Crochet the hyperbolic plane at Proteus Gowanus! Saturday, March 4, 4 – 6 p.m.
Margaret Wertheim, of the Institute For Figuring, a non-profit organization that studies mathematical figurations, will offer a workshop in crocheting the hyperbolic plane, as described in the New York Times, and in numerous other articles. Link. The crochet models were first developed by Cornell mathematician, Daina Taimina, to demonstrate a concept of non-Euclidean space that had stumped mathematicians for centuries. Several of the visually appealing crochet models are on exhibit and for sale at Proteus Gowanus.

Escape your winter doldrums and travel the world!
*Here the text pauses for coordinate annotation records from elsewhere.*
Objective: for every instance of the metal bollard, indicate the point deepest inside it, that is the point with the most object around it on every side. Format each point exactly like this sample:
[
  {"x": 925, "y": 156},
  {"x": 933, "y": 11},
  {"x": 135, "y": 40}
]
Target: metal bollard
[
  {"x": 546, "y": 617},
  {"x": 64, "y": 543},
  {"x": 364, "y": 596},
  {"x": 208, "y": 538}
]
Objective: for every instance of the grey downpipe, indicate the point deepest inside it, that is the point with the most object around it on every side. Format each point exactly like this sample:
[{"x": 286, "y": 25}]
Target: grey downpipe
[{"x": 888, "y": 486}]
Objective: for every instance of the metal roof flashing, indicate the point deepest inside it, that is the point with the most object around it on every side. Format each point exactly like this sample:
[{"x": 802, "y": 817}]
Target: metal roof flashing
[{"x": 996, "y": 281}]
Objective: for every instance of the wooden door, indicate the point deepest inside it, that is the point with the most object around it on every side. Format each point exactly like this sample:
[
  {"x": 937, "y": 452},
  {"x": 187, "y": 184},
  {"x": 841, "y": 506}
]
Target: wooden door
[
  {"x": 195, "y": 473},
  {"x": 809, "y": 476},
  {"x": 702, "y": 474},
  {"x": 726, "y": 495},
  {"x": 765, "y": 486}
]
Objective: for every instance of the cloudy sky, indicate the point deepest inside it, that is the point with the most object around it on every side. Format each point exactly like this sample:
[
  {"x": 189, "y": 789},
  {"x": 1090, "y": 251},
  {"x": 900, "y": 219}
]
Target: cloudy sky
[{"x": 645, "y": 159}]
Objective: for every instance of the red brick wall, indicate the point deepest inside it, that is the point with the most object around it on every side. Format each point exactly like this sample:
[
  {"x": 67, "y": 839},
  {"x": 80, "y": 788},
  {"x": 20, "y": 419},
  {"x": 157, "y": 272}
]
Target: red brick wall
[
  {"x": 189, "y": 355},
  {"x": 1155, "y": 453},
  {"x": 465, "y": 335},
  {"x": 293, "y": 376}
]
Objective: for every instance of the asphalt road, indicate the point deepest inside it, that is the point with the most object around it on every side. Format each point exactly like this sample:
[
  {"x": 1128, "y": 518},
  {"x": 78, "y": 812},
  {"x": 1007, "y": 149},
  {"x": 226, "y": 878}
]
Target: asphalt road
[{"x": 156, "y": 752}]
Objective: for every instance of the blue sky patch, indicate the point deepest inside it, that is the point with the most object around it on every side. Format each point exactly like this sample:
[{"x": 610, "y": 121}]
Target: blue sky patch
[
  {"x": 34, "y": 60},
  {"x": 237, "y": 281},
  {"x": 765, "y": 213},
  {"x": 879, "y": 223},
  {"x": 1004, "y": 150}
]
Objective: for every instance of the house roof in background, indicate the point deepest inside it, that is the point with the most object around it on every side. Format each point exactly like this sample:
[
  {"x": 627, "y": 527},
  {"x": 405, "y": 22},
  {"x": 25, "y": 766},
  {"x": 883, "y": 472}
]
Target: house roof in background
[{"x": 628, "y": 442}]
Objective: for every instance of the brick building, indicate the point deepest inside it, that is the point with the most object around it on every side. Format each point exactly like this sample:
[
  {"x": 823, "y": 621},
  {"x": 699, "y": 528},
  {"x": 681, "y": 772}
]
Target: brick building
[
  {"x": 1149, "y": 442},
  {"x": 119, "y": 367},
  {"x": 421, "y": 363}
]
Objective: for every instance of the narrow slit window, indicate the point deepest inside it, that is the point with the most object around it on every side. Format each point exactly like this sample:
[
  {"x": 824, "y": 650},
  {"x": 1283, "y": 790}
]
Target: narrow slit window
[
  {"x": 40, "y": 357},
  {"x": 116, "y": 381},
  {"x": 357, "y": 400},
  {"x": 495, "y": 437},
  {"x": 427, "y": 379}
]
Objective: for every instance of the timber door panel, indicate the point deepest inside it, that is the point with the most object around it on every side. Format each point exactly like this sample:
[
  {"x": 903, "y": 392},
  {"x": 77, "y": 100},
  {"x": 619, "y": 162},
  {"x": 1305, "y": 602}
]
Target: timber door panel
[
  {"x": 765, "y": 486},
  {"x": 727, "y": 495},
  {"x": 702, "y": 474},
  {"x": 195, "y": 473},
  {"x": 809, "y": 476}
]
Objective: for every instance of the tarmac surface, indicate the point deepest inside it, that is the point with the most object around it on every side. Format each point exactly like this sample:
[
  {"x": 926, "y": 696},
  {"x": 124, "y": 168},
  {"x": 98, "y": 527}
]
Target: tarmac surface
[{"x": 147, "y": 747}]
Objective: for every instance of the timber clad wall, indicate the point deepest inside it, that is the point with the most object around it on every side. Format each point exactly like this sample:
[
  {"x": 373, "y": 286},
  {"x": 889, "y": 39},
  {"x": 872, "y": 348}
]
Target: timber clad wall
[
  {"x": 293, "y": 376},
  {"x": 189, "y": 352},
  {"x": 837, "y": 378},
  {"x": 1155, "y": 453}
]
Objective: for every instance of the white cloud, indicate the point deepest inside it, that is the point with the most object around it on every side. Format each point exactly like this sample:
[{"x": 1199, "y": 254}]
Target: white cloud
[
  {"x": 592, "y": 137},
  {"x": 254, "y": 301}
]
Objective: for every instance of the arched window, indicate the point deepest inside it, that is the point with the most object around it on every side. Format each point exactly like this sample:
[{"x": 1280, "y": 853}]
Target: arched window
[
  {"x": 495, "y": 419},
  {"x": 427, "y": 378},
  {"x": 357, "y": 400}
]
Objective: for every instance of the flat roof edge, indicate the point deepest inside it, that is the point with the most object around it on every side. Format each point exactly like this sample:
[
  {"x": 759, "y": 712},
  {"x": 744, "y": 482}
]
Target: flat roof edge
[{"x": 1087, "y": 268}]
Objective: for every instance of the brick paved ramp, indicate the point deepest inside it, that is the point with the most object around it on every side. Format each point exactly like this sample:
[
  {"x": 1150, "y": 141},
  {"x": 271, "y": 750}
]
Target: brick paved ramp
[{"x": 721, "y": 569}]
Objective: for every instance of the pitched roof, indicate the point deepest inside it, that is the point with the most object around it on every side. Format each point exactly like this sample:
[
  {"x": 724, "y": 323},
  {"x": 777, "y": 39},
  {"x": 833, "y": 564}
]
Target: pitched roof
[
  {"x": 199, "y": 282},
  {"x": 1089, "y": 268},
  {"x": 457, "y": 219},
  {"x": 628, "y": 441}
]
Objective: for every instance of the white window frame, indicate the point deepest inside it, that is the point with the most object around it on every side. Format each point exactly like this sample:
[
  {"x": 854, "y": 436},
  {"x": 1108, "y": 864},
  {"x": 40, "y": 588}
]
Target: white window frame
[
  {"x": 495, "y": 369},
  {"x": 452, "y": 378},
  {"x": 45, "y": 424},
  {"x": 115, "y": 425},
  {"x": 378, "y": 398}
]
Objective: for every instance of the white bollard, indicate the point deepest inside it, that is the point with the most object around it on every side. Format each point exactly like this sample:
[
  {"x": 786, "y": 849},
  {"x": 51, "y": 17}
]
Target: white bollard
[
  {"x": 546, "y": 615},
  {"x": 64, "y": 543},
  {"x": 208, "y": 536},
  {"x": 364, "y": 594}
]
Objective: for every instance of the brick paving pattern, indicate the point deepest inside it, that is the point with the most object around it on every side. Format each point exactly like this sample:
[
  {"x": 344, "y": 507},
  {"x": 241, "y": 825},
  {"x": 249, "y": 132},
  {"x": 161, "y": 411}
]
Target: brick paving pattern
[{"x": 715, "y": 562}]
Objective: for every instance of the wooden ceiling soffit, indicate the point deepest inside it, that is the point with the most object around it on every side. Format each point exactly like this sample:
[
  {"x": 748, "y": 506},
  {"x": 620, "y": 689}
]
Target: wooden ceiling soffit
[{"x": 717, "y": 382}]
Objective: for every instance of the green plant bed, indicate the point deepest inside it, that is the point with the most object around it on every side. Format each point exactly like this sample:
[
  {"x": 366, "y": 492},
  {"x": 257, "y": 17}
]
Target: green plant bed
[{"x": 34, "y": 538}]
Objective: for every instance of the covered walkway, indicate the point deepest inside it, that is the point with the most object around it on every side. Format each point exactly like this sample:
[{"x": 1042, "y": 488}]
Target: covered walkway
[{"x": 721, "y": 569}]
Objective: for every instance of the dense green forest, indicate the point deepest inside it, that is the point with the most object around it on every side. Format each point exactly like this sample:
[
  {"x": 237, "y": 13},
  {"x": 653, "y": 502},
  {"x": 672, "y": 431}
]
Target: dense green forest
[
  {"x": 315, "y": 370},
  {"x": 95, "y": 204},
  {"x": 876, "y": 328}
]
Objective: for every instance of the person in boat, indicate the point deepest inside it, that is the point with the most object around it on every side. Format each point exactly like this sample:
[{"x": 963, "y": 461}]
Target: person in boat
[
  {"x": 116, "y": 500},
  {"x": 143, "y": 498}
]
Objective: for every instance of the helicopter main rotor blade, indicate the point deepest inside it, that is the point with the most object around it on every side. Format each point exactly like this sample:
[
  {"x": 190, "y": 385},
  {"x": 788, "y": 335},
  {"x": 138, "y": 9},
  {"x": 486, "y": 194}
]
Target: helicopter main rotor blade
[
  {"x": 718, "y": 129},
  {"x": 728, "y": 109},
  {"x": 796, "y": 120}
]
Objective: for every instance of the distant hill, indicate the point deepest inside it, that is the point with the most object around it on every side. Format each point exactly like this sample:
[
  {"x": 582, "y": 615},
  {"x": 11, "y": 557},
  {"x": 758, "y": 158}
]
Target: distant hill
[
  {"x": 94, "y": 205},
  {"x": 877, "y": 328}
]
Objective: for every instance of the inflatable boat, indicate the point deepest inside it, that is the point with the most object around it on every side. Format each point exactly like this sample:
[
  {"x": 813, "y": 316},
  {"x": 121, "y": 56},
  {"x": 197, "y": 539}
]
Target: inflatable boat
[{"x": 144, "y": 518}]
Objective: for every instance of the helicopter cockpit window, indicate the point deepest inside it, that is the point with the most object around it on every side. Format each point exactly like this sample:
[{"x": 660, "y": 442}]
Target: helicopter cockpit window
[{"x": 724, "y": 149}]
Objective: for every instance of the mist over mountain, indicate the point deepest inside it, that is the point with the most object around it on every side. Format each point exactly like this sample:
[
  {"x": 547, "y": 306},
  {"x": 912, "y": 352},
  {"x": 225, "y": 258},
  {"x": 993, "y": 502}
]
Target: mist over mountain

Proteus Gowanus invites you to an afternoon of travel-related performances by artists participating in our yearlong Interdisciplinary Travel Exhibit, Saturday, January 28, 12:00 – 6:00. Ernst Benkert will stamp and hand out travel tickets from his installation, The Ernst Benkert Travel Desk; have your photograph taken by Matt Freedman, in his recreation of The Worst Airplane Ever Invented, the Lockhead XFV-1, as seen in Cabinet Magazine issue #11; travel through molecular space with Spencer Finch, as you view his light installation based on the molecular structure of the color black; Nina Katchadourian will present a multi-media performance about cultural artifacts that were sent into space; Charles Goldman, will perform a live version of American Poem, consisting of all of the place names read at random from a standard AAA road map of the U.S.A. adapted from his 2004 sound recording of the same title; Sasha Chavchavadze, will take you on a historical journey through her one-room Cold War museum, The Museum of Matches, an ongoing project at Proteus Gowanus; travel to Cambodia and Laos with Lance Rutledge, as you hear his stories and see his artifacts from his frequent travels to Southeast Asia.

Proteus Gowanus Grand Opening, November 12, 2005.